So I am trying to estimate the actual number of clusters with the fviz_nbclust
function but it doesn't stop showing me this error:
Error in do_one(nmeth) : NA/NaN/Inf in foreign function call (arg 1)
In addition warning messages:
1: In stats::dist(x) : NAs introduced by coercion
2: In storage.mode(x) <- "double" : NAs introduced by coercion
I have used sum(is.na(stand_numeric_data$variable))
for all the columns of my dataset and it returns 0 for all the variables so I am assuming I don't have NA values. Any tips? I am new to programming so any suggestion would be appreciated.
movies_data <- read.csv("movies_metadata.csv", na.string = "True")
only_numeric <- movies_data %>% select(16, 17, 23, 24, 21) #subset of columns
only_numeric <- subset(only_numeric, grepl('^\\d+$', only_numeric$revenue))
only_numeric <- subset(only_numeric, grepl('^\\d+$', only_numeric$runtime))
only_numeric <- subset(only_numeric, grepl('^\\d+$', only_numeric$vote_average))
only_numeric <- subset(only_numeric, grepl('^\\d+$', only_numeric$vote_count))
library(caret) #standardization
preproc1 <- preProcess(only_numeric[,c(1:4,5)], method=c("center", "scale"))
stand_numeric_data <- predict(preproc1, only_numeric[,c(1:4,5)])
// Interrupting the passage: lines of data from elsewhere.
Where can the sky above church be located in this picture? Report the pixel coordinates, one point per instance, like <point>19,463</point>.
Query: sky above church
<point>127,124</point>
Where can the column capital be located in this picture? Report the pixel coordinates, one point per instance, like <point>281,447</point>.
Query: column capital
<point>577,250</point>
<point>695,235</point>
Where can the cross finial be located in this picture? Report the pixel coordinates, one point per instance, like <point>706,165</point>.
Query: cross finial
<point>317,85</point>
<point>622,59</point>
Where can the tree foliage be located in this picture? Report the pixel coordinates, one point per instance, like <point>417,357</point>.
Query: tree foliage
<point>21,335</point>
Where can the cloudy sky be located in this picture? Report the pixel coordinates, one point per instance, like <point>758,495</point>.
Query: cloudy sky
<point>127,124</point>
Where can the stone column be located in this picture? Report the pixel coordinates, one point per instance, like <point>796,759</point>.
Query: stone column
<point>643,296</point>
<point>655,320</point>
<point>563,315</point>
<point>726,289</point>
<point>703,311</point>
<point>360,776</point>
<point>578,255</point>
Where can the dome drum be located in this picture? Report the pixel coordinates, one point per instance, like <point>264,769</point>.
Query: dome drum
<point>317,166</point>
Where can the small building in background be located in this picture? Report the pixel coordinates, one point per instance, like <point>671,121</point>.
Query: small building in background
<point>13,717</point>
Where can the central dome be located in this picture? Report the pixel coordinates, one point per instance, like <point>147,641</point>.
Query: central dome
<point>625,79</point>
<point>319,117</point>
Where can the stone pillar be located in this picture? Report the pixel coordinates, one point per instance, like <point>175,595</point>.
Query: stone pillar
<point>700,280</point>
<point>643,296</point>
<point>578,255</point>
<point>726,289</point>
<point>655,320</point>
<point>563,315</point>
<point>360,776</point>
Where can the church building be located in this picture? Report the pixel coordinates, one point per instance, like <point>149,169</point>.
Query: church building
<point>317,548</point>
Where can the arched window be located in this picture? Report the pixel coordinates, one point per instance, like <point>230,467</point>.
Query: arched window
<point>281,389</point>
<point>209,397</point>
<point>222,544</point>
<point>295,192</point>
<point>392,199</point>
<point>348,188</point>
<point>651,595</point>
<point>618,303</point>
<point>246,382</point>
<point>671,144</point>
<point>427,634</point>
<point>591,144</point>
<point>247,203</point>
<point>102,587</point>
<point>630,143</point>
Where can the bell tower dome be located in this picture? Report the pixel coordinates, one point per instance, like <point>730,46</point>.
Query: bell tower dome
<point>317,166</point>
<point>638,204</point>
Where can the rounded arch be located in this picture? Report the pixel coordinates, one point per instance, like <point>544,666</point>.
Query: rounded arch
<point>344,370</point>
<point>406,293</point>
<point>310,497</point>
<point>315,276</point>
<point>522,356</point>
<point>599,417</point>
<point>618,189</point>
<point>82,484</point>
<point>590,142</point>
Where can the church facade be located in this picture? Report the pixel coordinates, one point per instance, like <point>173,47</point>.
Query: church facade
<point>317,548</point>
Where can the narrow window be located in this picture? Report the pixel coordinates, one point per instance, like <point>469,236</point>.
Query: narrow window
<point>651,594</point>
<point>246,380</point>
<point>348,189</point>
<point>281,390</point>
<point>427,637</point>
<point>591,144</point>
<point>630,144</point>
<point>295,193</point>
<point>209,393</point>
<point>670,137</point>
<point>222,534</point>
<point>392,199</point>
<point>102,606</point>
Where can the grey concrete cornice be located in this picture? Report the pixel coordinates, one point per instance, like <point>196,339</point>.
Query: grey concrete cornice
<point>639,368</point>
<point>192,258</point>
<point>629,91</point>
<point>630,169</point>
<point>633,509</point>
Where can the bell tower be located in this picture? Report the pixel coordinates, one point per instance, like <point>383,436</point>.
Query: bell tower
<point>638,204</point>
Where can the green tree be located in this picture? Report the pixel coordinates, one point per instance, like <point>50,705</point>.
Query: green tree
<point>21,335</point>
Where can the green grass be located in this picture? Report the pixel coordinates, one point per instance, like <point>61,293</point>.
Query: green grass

sum(is.na(stand_numeric_data$revenue))
library(factoextra) #estimate the actual number of clusters
fviz_nbclust(stand_numeric_data, kmeans, method = "wss")
Error in do_one(nmeth) : NA/NaN/Inf in foreign function call (arg 1)
In addition warning messages:
1: In stats::dist(x) : NAs introduced by coercion
2: In storage.mode(x) <- "double" : NAs introduced by coercion
dput(head(movies_data, 5))
structure(list(adult = c("False", "False", "False", "False",
"False"), belongs_to_collection = c("{'id': 10194, 'name': 'Toy Story Collection', 'poster_path': '/7G9915LfUQ2lVfwMEEhDsn3kT4B.jpg', 'backdrop_path': '/9FBwqcd9IRruEDUrTdcaafOMKUq.jpg'}",
"", "{'id': 119050, 'name': 'Grumpy Old Men Collection', 'poster_path': '/nLvUdqgPgm3F85NMCii9gVFUcet.jpg', 'backdrop_path': '/hypTnLot2z8wpFS7qwsQHW1uV8u.jpg'}",
"", "{'id': 96871, 'name': 'Father of the Bride Collection', 'poster_path': '/nts4iOmNnq7GNicycMJ9pSAn204.jpg', 'backdrop_path': '/7qwE57OVZmMJChBpLEbJEmzUydk.jpg'}"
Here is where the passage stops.